EKİM AYI SONU ÖNEMLİ
Kalıcı yaz saati uygulamasıyla elektrik tüketiminin arttığına vurgu yapan Ulutaş, Eldeki verilere bakıldığında ortaya çıkan somut bir gerçek var. O da kalıcı yaz saati uygulamasıyla ne yazık ki elektrik tüketimimiz arttı. Bu tüketim artışı da ülkeye ve vatandaşın cebine 2,8 milyar liralık zarar verdi. Ekim sonu bizim için önemli. Siyasi iktidarın ekim sonuna kadar bu yanlıştan geri dönmesini bekliyoruz. Çünkü artık kışa yaklaşıyoruz. Kışa yaklaştıkça da genellikle ülkenin batısında yoğunlaşan sanayiye de ciddi bir maliyet doğuyor. Sadece İzmirde 2015 Kasım ve 2016 Kasım ayları arasını incelediğimizde yüzde 18in üzerinde artış görmüştük. Dolayısıyla bu yanlıştan vazgeçilmesi lazım. Bu yanlışta ısrar etmenin bir anlamı yok. Bu yanlıştan vazgeçilmesi gerekiyor diye konuştu.
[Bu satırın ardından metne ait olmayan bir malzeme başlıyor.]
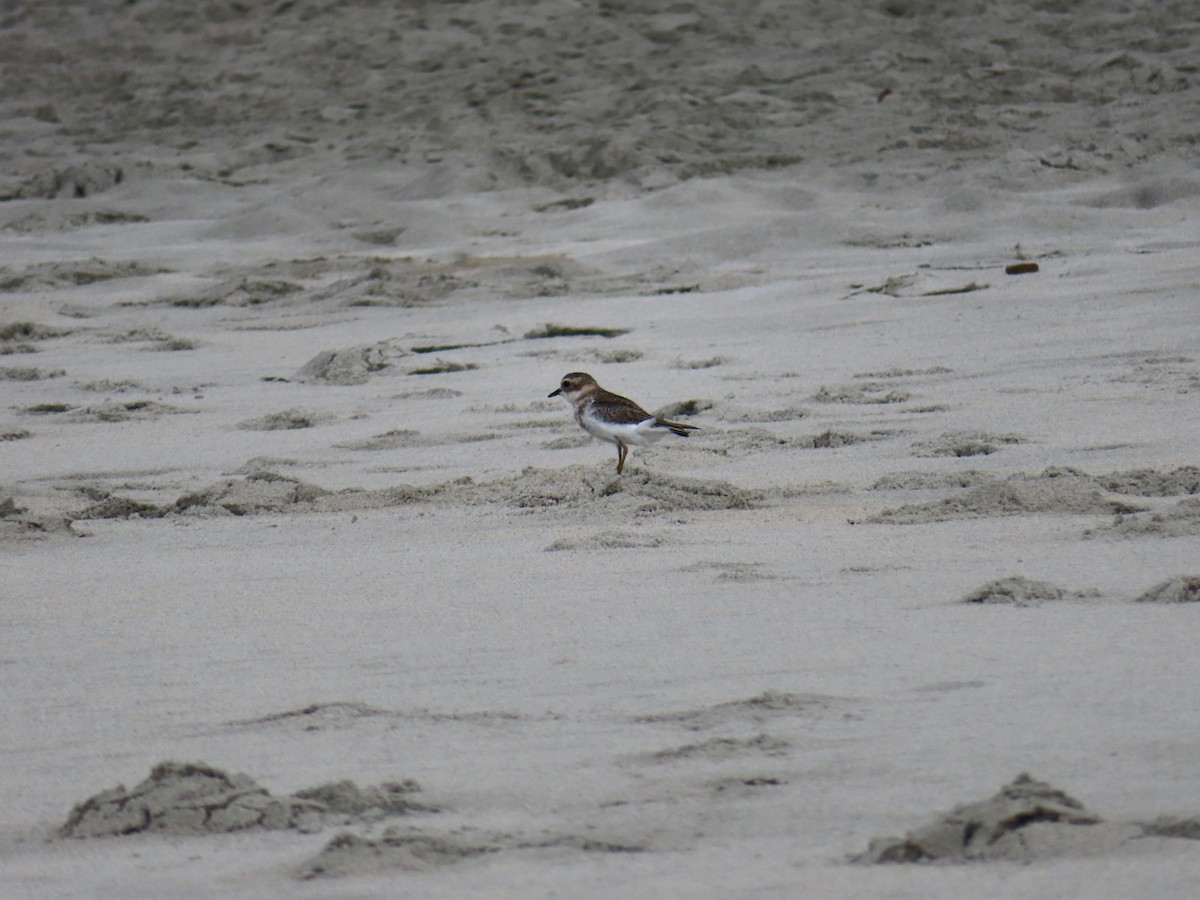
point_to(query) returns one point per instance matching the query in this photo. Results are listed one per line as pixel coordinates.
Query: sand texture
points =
(283, 289)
BİYOLOJİK SAATİMİZE DE UYGUN DEĞİL
Kalıcı yaz saati uygulamasının ekonomik ve sosyal-toplumsal olmak üzere 2 boyutu olduğuna dikkat çekerek sözlerini şöyle noktaladı: Ekonomik olarak fayda sağlayamadık. Daha önemlisi olan sosyal-toplumsal boyutunda ise çocukların karanlıkta okula gitmesi, işbaşlarının karanlıkta yapılması vb. gibi durumlar da ülkede ciddi bir maliyet ortaya çıkardı. MEB okul saatlerini öteleyerek bu işin çözüldüğünü düşünüyor ama çalışan ebeveynler çocuklarını nasıl okula bırakacak? Bu ciddi bir sorun haline gelmeye başladı. Okul saatleri ileri çekilmediğinde de çocuklar uykularını almadan derse başlıyor. Bu da onları psikolojik olarak etkiliyor. Karanlıkta ders başı yapan çocukların okul başarıları ve psikolojileri de bundan çok etkileniyor. Zaten bu sene Nobel Tıp Ödülü insanların biyolojik saatlerini araştıran bilim insanlarına verildi. İnsanların bir biyoloji saati olduğu ve normal dış saatin dışında insanların iç ritimlerinin olduğu ve bu ritme uygun bir yaşamı sürdürmeleri ortaya kondu. Dolayısıyla dünyada bütün canlıların kendi iç biyolojik ritimlerine sahip olduğunu ortaya koyan çalışma ödül almışken, insanın iç saatine ve ritmine tamamen aykırı olan dış saat düzenlemesiyle kendimizin ve çocuklarımızın psikolojilerini olumsuz etkileyecek düzenlemeyi neden zorluyoruz? Bu açıdan baktığımızda da bu hatadan bir an önce dönülmesi lazım dedi.